Education and Experience
- Bachelor’s degree in Computer Science, Engineering, or a related field, or equivalent practical experience.
- 12+ years of overall engineering experience, including 5+ years in Site Reliability Engineering, DevOps, or a similar role.
- 3+ years of experience leading engineering teams or managing senior technical contributors.
- Demonstrated experience operating and improving highly available, scalable, and fault‑tolerant systems.
NOTE: This position is eligible for hybrid working arrangements and requires on-site work from an Insulet office.
Additional Information:
Compensation & Benefits:
For U.S.-based positions only, the annual base salary range for this role is $178,700.00 - $268,025.00
This position may also be eligible for incentive compensation.
We offer a comprehensive benefits package, including:
• Medical, dental, and vision insurance
• 401(k) with company match
• Paid time off (PTO)
• And additional employee wellness programs
Application Details:
This job posting will remain open until the position is filled.
To apply, please visit the Insulet Careers site and submit your application online.
Actual pay depends on skills, experience, and education.

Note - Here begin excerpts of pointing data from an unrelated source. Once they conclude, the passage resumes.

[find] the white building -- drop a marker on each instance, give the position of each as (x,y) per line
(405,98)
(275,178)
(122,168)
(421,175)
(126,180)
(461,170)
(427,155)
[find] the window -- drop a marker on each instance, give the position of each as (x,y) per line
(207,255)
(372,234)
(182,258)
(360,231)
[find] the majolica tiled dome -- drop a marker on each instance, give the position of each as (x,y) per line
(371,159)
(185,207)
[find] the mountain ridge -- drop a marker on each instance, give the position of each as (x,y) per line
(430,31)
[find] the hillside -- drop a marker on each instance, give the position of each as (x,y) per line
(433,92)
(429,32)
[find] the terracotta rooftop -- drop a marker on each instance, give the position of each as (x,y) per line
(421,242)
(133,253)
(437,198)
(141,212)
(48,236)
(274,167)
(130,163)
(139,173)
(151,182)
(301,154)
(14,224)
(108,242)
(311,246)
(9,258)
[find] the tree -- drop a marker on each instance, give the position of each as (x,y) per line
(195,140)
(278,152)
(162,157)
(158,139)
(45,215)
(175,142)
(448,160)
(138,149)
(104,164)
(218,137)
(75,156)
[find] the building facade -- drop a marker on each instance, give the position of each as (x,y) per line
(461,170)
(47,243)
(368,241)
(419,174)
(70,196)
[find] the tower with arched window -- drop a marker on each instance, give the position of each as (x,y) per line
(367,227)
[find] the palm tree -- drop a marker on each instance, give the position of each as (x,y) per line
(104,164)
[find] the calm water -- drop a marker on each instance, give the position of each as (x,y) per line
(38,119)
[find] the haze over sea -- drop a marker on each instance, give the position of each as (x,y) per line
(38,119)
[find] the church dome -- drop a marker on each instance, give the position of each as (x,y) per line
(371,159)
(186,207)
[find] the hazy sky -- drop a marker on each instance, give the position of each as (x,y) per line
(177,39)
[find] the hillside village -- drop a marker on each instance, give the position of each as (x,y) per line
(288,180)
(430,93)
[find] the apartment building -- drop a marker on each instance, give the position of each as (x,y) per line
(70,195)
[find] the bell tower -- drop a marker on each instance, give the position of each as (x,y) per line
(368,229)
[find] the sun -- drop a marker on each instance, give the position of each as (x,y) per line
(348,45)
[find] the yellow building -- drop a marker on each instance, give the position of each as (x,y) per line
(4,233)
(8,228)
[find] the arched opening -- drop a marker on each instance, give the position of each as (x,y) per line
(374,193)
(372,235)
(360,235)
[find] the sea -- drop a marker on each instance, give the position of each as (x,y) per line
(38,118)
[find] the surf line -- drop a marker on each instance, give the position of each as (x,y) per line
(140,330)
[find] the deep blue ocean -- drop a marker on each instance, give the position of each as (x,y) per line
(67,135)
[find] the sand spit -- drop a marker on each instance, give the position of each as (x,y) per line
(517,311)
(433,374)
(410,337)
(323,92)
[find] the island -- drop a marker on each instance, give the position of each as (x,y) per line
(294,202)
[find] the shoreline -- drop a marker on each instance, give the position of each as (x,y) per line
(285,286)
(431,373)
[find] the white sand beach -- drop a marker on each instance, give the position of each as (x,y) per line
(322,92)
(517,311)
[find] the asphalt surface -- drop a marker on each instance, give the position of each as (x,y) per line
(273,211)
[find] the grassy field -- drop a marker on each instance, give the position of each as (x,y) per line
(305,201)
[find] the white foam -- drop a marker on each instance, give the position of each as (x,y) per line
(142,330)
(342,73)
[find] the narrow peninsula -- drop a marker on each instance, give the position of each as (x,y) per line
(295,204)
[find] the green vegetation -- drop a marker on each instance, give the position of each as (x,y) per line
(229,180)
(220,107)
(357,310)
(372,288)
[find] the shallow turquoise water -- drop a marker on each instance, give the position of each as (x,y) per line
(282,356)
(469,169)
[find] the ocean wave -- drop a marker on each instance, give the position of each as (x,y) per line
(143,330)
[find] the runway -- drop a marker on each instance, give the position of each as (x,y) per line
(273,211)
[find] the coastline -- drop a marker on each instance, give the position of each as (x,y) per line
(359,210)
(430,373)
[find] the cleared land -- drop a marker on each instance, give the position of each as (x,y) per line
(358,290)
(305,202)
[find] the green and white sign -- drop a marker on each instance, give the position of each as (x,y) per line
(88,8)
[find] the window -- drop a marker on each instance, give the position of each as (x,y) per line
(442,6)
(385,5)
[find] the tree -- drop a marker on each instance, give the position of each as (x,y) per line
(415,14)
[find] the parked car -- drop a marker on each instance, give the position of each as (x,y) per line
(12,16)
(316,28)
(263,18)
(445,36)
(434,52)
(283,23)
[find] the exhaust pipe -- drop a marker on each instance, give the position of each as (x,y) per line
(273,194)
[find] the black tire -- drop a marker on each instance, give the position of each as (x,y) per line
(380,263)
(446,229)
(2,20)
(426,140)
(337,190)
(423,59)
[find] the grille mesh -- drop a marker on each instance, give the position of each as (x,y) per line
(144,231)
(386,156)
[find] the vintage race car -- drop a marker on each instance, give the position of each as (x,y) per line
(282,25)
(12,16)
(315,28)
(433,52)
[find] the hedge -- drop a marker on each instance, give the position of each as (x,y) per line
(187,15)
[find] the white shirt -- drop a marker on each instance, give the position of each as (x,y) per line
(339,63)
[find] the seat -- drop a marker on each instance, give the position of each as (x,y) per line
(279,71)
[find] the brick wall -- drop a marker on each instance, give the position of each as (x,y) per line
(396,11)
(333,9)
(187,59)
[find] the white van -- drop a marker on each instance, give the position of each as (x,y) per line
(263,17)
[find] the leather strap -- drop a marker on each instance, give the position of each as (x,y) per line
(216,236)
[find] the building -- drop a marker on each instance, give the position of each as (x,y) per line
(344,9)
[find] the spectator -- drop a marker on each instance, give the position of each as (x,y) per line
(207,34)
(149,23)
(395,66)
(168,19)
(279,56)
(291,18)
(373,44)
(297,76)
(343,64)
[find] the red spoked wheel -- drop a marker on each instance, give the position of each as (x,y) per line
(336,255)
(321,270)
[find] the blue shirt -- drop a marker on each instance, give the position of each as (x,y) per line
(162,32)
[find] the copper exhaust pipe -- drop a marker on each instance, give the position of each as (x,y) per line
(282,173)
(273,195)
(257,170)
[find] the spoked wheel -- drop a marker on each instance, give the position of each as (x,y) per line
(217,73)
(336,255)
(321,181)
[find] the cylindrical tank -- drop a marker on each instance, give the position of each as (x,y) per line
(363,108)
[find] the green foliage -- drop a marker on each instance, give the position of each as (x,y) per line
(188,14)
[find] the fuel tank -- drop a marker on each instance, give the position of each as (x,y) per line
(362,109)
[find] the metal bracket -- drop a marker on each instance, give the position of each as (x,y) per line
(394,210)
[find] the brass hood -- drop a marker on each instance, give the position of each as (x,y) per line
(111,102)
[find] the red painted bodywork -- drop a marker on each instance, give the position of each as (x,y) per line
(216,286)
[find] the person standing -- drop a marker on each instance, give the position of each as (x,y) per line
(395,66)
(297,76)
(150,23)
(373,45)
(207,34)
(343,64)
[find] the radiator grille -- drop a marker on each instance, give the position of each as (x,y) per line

Insulet Corporation (NASDAQ: PODD), headquartered in Massachusetts, is an innovative medical device company dedicated to simplifying life for people with diabetes and other conditions through its Omnipod product platform. The Omnipod Insulin Management System provides a unique alternative to traditional insulin delivery methods. With its simple, wearable design, the tubeless disposable Pod provides up to three days of non-stop insulin delivery, without the need to see or handle a needle. Insulet’s flagship innovation, the Omnipod 5 Automated Insulin Delivery System, integrates with a continuous glucose monitor to manage blood sugar with no multiple daily injections, zero fingersticks, and can be controlled by a compatible personal smartphone in the U.S. or by the Omnipod 5 Controller. Insulet also leverages the unique design of its Pod by tailoring its Omnipod technology platform for the delivery of non-insulin subcutaneous drugs across other therapeutic areas. For more information, please visit insulet.com and omnipod.com.
We are looking for highly motivated, performance-driven individuals to be a part of our expanding team. We do this by hiring amazing people guided by shared values who exceed customer expectations. Our continued success depends on it!
At Insulet Corporation all qualified applicants will receive consideration for employment without regard to race, color, religion, sex, sexual orientation, gender identity, national origin, disability, or status as a protected veteran.